Abstract
Main conclusion
Fiber-like cells with thickened cell walls of specific structure and polymer composition that includes (1 → 4)-β-galactans develop in the outer stem cortex of several moss species gametophytes.
Abstract
The early land plants evolved several specialized cell types and tissues that did not exist in their aquatic ancestors. Of these, water-conducting elements and reproductive organs have received most of the research attention. The evolution of tissues specialized to fulfill a mechanical function is by far less studied despite their wide distribution in land plants. For vascular plants following a homoiohydric trajectory, the evolutionary emergence of mechanical tissues is mainly discussed starting with the fern-like plants with their hypodermal sterome or sclerified fibers that have xylan and lignin-based cell walls. However, mechanical challenges were also faced by bryophytes, which lack lignified cell-walls.
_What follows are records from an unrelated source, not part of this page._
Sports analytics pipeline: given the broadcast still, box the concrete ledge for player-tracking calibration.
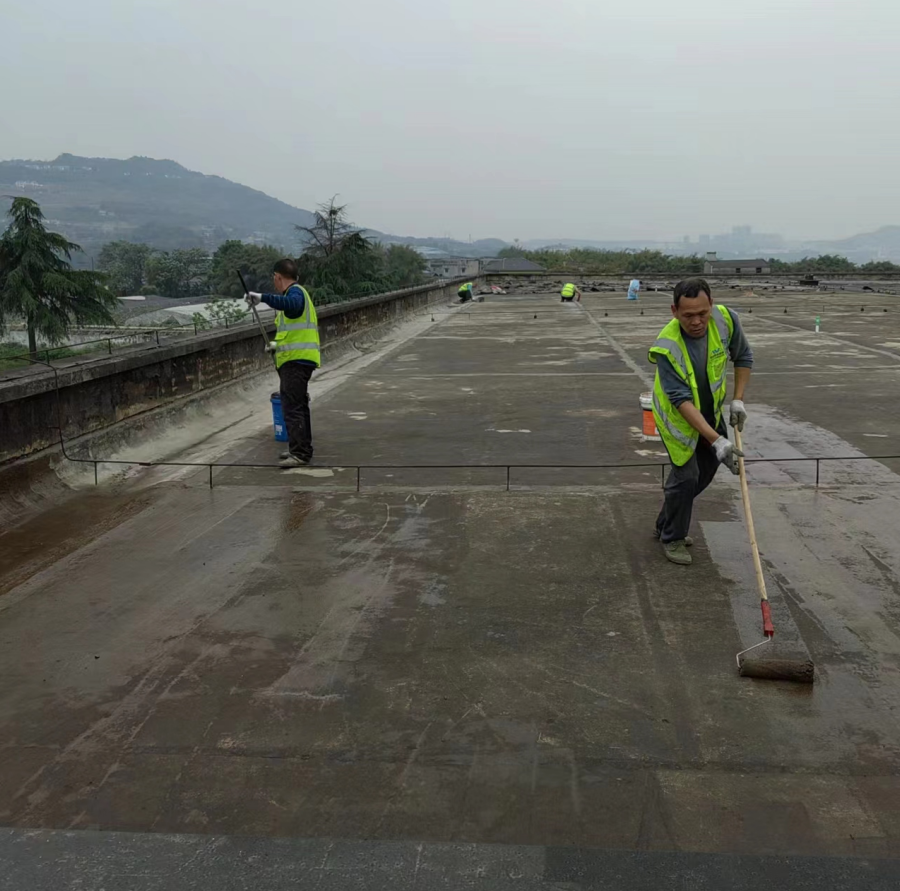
[0,829,900,891]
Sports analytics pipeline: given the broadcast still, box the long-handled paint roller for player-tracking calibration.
[734,427,816,684]
[237,269,275,362]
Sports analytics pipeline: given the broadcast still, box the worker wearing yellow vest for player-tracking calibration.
[245,258,321,468]
[650,278,753,566]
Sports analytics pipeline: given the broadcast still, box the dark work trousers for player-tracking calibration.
[656,424,725,542]
[278,362,316,461]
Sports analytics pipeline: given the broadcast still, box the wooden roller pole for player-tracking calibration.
[733,427,775,637]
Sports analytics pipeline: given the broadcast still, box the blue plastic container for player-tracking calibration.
[271,393,287,442]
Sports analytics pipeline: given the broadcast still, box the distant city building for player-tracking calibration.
[481,257,544,273]
[426,257,478,278]
[703,251,772,275]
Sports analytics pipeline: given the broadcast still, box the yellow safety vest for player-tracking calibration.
[650,305,734,467]
[275,285,322,368]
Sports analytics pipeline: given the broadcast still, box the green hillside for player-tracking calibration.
[0,154,312,265]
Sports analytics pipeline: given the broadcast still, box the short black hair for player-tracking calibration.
[675,278,712,306]
[272,257,300,282]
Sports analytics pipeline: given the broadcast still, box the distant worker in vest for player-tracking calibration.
[457,282,475,303]
[559,282,581,303]
[244,258,321,469]
[650,278,753,566]
[628,278,641,300]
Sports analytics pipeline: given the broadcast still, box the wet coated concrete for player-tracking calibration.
[0,295,900,887]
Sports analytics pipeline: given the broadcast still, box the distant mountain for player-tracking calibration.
[0,154,313,264]
[374,232,509,257]
[808,226,900,263]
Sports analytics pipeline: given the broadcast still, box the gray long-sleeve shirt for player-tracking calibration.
[656,309,753,427]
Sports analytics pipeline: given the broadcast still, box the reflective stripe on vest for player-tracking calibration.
[650,306,734,467]
[275,285,322,368]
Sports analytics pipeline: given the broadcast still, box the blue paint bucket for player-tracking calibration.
[271,393,287,442]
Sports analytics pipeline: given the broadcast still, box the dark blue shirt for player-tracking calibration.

To characterize mechanical tissues in the bryophyte lineage, following a poikilohydric trajectory, we used six wild moss species (Polytrichum juniperinum, Dicranum sp., Rhodobryum roseum, Eurhynchiadelphus sp., Climacium dendroides, and Hylocomium splendens) and analyzed the structure and composition of their cell walls. In all of them, the outer stem cortex of the leafy gametophytic generation had fiber-like cells with a thickened but non-lignified cell wall. Such cells have a spindle-like shape with pointed tips. The additional thick cell wall layer in those fiber-like cells is composed of sublayers with structural evidence for different cellulose microfibril orientation, and with specific polymer composition that includes (1 → 4)-β-galactans. Thus, the basic cellular characters of the cells that provide mechanical support in vascular plant taxa (elongated cell shape, location at the periphery of a primary organ, the thickened cell wall and its peculiar composition and structure) also exist in mosses.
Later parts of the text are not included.